For citation: Kornienko, V. Yu., Minaev, M. Yu. (2022). Overview of new technologies used for meat identification. Theory and Practice of Meat Processing, 7(2), 131-137. https://doi.org/10.21323/2414-438X-2022-7-2-131-137
Introduction
Meat identification is necessary to determine the fact of substitution of one type of meat for another. In some cases, contamination with a foreign type of meat does not occur purposefully during the production process. At the same time, adulteration of semi-finished meat products is widespread both in developed and developing countries [1-7]. One of the important reasons for the relevance of meat identification is certain religious prohibition on consumption of certain types of meat. Currently, identification methods based on the analysis of proteins and genetic sequences are widely used [3,6,8,9,10,11]. These methods include analysis which uses gel electrophoresis, isoelectric focusing, chromatography, and enzyme immunoassay [1215]. Other methods used for meat identification include PCR (polymerase chain reaction), sequencing, and various types of DNA hybridization [16]. These methods are based on determination of specific nucleic acid sequences, peculiar for the sought-for type of meat. As a rule, during the process of DNA analysis, amplification of certain DNA
sectors occurs, which are further investigated [9]. There are also methods that allow amplifying DNA at a constant temperature, without any cyclic change in temperature, peculiar for PCR, for example, such methods include loopmediated isothermal amplification (LAMP) [8,17]. Other similar methods are cross-priming amplification (CPA), recombinase polymerase amplification (RPA) and SEA amplification (Denaturation Bubble-mediated Strand Exchange Amplification) [18,19,20].
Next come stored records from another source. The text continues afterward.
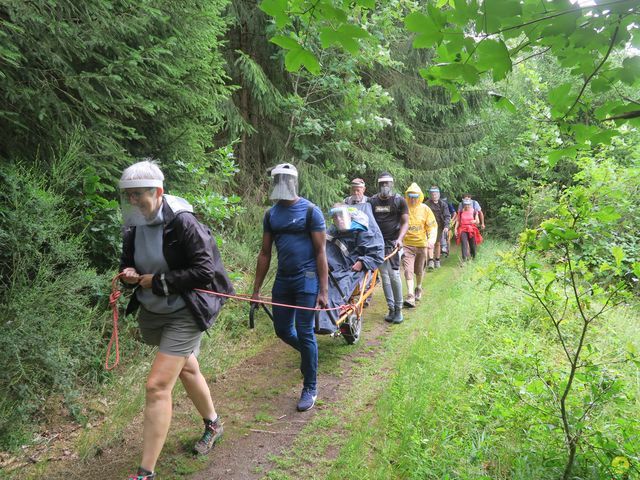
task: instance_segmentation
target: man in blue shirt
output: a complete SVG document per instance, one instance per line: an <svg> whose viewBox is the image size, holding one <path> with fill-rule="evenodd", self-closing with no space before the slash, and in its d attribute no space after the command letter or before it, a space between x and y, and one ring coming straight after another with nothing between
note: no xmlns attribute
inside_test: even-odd
<svg viewBox="0 0 640 480"><path fill-rule="evenodd" d="M260 287L269 271L272 244L278 252L278 271L273 284L275 303L300 307L326 307L328 267L325 222L322 212L306 198L298 196L298 171L289 164L271 170L271 200L263 220L262 248L258 254L253 298L260 298ZM304 383L298 410L304 412L318 396L318 345L314 334L315 312L273 306L276 335L300 352Z"/></svg>

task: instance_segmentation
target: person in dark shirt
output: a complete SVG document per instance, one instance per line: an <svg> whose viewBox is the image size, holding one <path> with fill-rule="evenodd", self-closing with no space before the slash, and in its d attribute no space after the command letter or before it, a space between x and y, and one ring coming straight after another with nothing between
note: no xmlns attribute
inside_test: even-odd
<svg viewBox="0 0 640 480"><path fill-rule="evenodd" d="M451 251L451 235L453 231L455 231L454 224L456 222L458 211L456 210L453 202L449 201L449 199L445 195L441 196L442 201L445 202L449 207L449 215L451 215L451 220L449 221L449 231L447 233L442 233L442 239L440 240L440 251L442 255L444 255L445 257L449 257L449 252Z"/></svg>
<svg viewBox="0 0 640 480"><path fill-rule="evenodd" d="M438 236L436 237L436 246L433 249L433 258L430 258L427 263L429 270L433 270L434 268L440 268L441 239L443 234L449 235L451 214L449 213L449 205L440 198L440 188L436 185L429 189L429 199L426 204L436 216L436 221L438 222Z"/></svg>
<svg viewBox="0 0 640 480"><path fill-rule="evenodd" d="M262 248L258 254L253 298L269 271L271 248L278 251L278 271L273 284L275 303L301 307L326 307L328 266L325 222L322 212L306 198L298 196L298 171L284 163L271 170L271 200L276 203L264 216ZM314 334L313 310L273 306L276 335L300 352L300 370L304 377L297 408L312 408L318 396L318 345Z"/></svg>
<svg viewBox="0 0 640 480"><path fill-rule="evenodd" d="M129 478L155 480L178 378L204 422L194 452L209 453L224 431L197 359L202 334L224 300L198 290L234 291L215 238L186 200L164 193L155 162L125 169L119 187L125 223L120 275L135 287L126 313L138 313L142 341L158 346L146 382L142 460Z"/></svg>
<svg viewBox="0 0 640 480"><path fill-rule="evenodd" d="M378 193L369 199L373 216L382 231L384 254L402 248L402 241L409 228L409 207L402 197L393 192L393 177L383 172L378 177ZM385 321L401 323L402 279L400 278L400 254L396 253L380 266L382 289L387 299L389 313Z"/></svg>

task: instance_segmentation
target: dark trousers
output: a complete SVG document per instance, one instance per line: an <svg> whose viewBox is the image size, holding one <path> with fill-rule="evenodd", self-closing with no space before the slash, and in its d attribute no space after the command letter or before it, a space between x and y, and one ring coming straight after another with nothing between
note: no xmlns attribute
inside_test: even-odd
<svg viewBox="0 0 640 480"><path fill-rule="evenodd" d="M318 297L318 276L304 272L296 276L276 275L272 298L276 303L300 307L315 307ZM306 388L316 388L318 374L318 344L314 333L315 312L273 306L273 327L276 335L300 352L300 371Z"/></svg>
<svg viewBox="0 0 640 480"><path fill-rule="evenodd" d="M462 245L462 259L466 260L471 255L472 258L476 258L476 239L469 235L467 232L462 232L460 235L460 244Z"/></svg>

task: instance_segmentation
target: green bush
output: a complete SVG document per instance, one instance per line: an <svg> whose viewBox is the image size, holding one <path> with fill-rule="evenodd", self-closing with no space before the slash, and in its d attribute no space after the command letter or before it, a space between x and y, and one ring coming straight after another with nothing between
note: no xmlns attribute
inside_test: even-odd
<svg viewBox="0 0 640 480"><path fill-rule="evenodd" d="M0 446L54 397L73 399L102 374L106 278L91 270L77 218L50 171L0 168Z"/></svg>

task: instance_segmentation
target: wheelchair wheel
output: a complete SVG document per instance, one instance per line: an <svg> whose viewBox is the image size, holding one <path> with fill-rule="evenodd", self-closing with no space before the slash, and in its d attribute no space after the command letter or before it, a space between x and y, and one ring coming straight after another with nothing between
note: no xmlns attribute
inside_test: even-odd
<svg viewBox="0 0 640 480"><path fill-rule="evenodd" d="M340 333L349 345L353 345L360 339L362 330L362 317L352 313L347 320L340 325Z"/></svg>

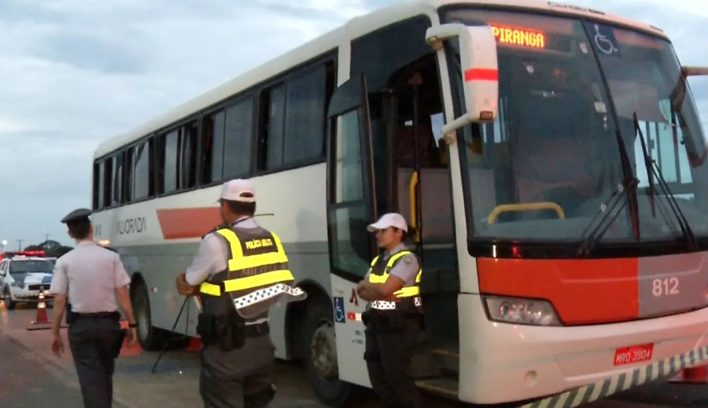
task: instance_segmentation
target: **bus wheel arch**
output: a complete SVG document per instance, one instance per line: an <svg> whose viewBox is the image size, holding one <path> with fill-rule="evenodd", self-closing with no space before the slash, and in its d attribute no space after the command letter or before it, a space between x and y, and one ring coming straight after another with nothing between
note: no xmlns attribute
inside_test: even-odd
<svg viewBox="0 0 708 408"><path fill-rule="evenodd" d="M320 400L329 407L346 407L352 402L355 386L339 380L332 302L316 284L298 286L307 291L308 298L302 302L304 305L293 309L296 318L288 320L289 325L300 325L295 326L300 330L292 327L288 332L300 334L299 355ZM290 313L289 310L288 317Z"/></svg>
<svg viewBox="0 0 708 408"><path fill-rule="evenodd" d="M137 323L137 337L143 350L159 350L164 343L165 332L152 325L150 295L147 284L139 272L132 274L130 279L130 303Z"/></svg>

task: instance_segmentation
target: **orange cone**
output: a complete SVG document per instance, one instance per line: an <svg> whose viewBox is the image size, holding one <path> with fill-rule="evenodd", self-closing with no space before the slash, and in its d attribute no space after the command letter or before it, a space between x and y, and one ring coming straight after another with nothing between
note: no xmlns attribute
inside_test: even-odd
<svg viewBox="0 0 708 408"><path fill-rule="evenodd" d="M681 375L668 380L671 384L708 384L708 366L684 368Z"/></svg>
<svg viewBox="0 0 708 408"><path fill-rule="evenodd" d="M189 340L189 344L185 348L188 351L198 351L202 349L202 339L197 337L192 337Z"/></svg>
<svg viewBox="0 0 708 408"><path fill-rule="evenodd" d="M37 303L37 320L32 322L33 325L45 325L50 323L47 314L47 303L45 301L44 291L40 291L39 302Z"/></svg>

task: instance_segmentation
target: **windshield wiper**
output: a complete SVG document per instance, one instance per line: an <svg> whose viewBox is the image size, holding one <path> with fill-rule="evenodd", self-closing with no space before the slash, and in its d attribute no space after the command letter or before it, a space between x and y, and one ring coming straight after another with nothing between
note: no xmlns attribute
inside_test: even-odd
<svg viewBox="0 0 708 408"><path fill-rule="evenodd" d="M607 201L600 205L600 211L595 214L583 231L581 236L584 238L578 247L576 255L580 257L590 255L598 241L603 238L620 215L620 210L624 206L624 204L622 204L623 202L622 199L627 197L627 201L624 202L629 203L630 199L629 192L635 190L639 182L639 180L632 177L625 179L622 183L617 185L617 189L612 192Z"/></svg>
<svg viewBox="0 0 708 408"><path fill-rule="evenodd" d="M663 192L663 195L666 197L666 201L668 202L669 207L671 208L671 211L673 212L674 216L676 217L676 220L678 221L678 226L681 228L681 234L684 239L686 240L686 245L688 246L690 250L697 250L698 249L698 243L696 240L696 235L693 233L693 231L691 229L690 226L688 224L688 220L686 219L685 216L683 215L683 212L681 211L680 207L678 206L678 202L676 202L676 198L671 193L671 190L669 189L668 184L666 183L666 180L663 177L663 175L661 173L661 170L659 168L658 165L656 164L656 161L649 156L649 151L646 148L646 141L644 140L644 134L641 132L641 128L639 127L639 120L636 117L636 112L634 114L634 132L635 134L639 137L639 141L641 142L641 151L644 156L644 165L646 167L646 176L649 179L649 186L647 187L647 194L649 196L649 200L651 203L651 215L652 216L656 216L654 211L654 196L656 193L654 188L654 180L653 177L656 176L656 180L658 181L659 187ZM659 202L661 202L661 201ZM666 212L663 207L661 208L662 216L668 221L668 217L667 216ZM675 228L673 223L670 223L672 228Z"/></svg>
<svg viewBox="0 0 708 408"><path fill-rule="evenodd" d="M617 189L612 192L607 201L600 205L600 211L595 213L593 219L590 220L588 226L581 235L583 238L576 252L579 257L586 257L590 255L595 245L610 229L610 226L620 215L620 210L624 206L617 206L624 197L627 197L626 202L629 206L629 217L632 220L634 239L639 240L639 211L636 201L636 186L639 180L634 177L634 173L632 170L629 156L627 153L627 148L619 129L615 132L615 136L617 139L617 149L620 151L620 163L622 165L623 181L617 185Z"/></svg>

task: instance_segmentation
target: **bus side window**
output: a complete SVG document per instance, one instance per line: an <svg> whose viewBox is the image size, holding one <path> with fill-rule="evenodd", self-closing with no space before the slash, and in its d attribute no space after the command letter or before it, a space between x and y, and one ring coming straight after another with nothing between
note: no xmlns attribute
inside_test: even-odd
<svg viewBox="0 0 708 408"><path fill-rule="evenodd" d="M224 125L224 177L248 176L253 133L253 98L240 99L226 110Z"/></svg>
<svg viewBox="0 0 708 408"><path fill-rule="evenodd" d="M199 158L199 184L204 185L212 180L212 163L214 148L214 115L210 115L202 118L202 137L199 141L202 154Z"/></svg>
<svg viewBox="0 0 708 408"><path fill-rule="evenodd" d="M180 132L180 190L192 188L197 183L198 123L189 122Z"/></svg>

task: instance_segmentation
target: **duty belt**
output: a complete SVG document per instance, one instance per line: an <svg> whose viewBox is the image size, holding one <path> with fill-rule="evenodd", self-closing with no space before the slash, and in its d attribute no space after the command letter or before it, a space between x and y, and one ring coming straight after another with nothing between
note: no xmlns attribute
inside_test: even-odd
<svg viewBox="0 0 708 408"><path fill-rule="evenodd" d="M416 296L413 299L416 306L423 305L423 301L419 296ZM389 302L387 301L374 301L371 303L371 307L379 310L395 310L399 302Z"/></svg>

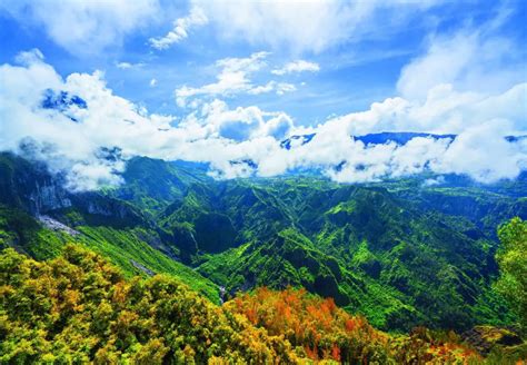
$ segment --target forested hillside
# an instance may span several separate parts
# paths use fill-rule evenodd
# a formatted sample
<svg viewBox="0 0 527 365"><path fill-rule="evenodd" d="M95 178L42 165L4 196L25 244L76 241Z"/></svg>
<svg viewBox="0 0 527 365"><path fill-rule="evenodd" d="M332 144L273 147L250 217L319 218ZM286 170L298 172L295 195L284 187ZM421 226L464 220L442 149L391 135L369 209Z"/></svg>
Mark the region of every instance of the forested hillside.
<svg viewBox="0 0 527 365"><path fill-rule="evenodd" d="M455 334L388 335L302 289L260 288L218 307L168 276L126 280L71 245L46 263L4 250L0 293L2 363L484 361ZM499 348L494 361L520 356L518 346Z"/></svg>
<svg viewBox="0 0 527 365"><path fill-rule="evenodd" d="M525 310L510 306L506 299L511 290L503 288L521 293L524 284L511 286L510 276L501 279L501 289L495 283L499 265L508 267L496 260L497 228L515 216L527 218L521 179L514 189L508 182L477 186L451 177L440 186L425 184L430 176L369 185L339 185L314 174L221 181L200 165L148 158L130 160L122 176L117 188L74 193L47 166L1 155L1 248L42 262L60 256L67 243L78 245L48 264L4 254L4 326L18 328L4 327L6 346L21 338L28 348L41 346L32 353L21 349L22 357L17 357L17 346L3 347L4 354L28 361L49 354L57 361L125 356L139 362L158 354L159 361L188 357L198 363L215 356L411 363L414 357L488 356L494 345L481 345L481 338L491 332L498 343L504 337L504 344L516 346L507 354L520 356L515 326ZM517 256L524 255L521 249ZM8 273L17 267L27 269ZM91 268L106 274L92 277ZM41 275L51 282L40 283ZM68 319L61 312L70 304L62 302L71 298L56 294L61 275L76 290L74 300L86 300L73 305L78 313ZM130 282L137 275L153 278ZM149 300L141 304L145 308L133 302L140 300L137 296L115 303L115 287L125 287L128 296L137 285L143 290L139 296ZM157 286L163 287L160 296L152 294ZM96 297L79 294L95 287L101 290ZM36 296L34 290L44 294ZM20 302L19 295L29 297ZM51 302L34 308L46 296ZM178 309L183 314L170 314L188 297L189 307ZM18 302L29 306L20 313L32 314L19 317L19 309L10 308ZM221 303L221 309L216 307ZM145 312L149 306L169 310L159 314L162 320L155 327L147 324L153 313ZM195 306L201 314L187 312ZM99 309L109 310L102 327L89 324L99 320L91 314ZM121 310L129 310L130 318L120 318ZM201 315L211 320L199 322L199 334L186 329L195 315L198 322ZM170 324L173 316L188 318ZM23 323L30 318L42 323L29 331ZM121 319L131 326L125 327L132 337L117 332ZM220 341L217 331L223 329L217 327L233 337ZM425 327L471 332L471 342L461 345L460 337ZM247 332L242 344L233 335L240 331ZM42 339L31 343L34 334ZM79 342L64 343L63 336Z"/></svg>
The devices used for quick identification of meat are of particular interest. These test systems and devices are in demand in food production [1].
Systems of microanalysis
Meat analysis systems with compact dimensions are called microanalysis systems. According to the principle of their operation, they are divided into two types. The first type of devices is aimed to study of the DNA sequence [18]. The second type of devices runs one of the variations of enzyme immunoassay or immunofluorescent analysis [12,13].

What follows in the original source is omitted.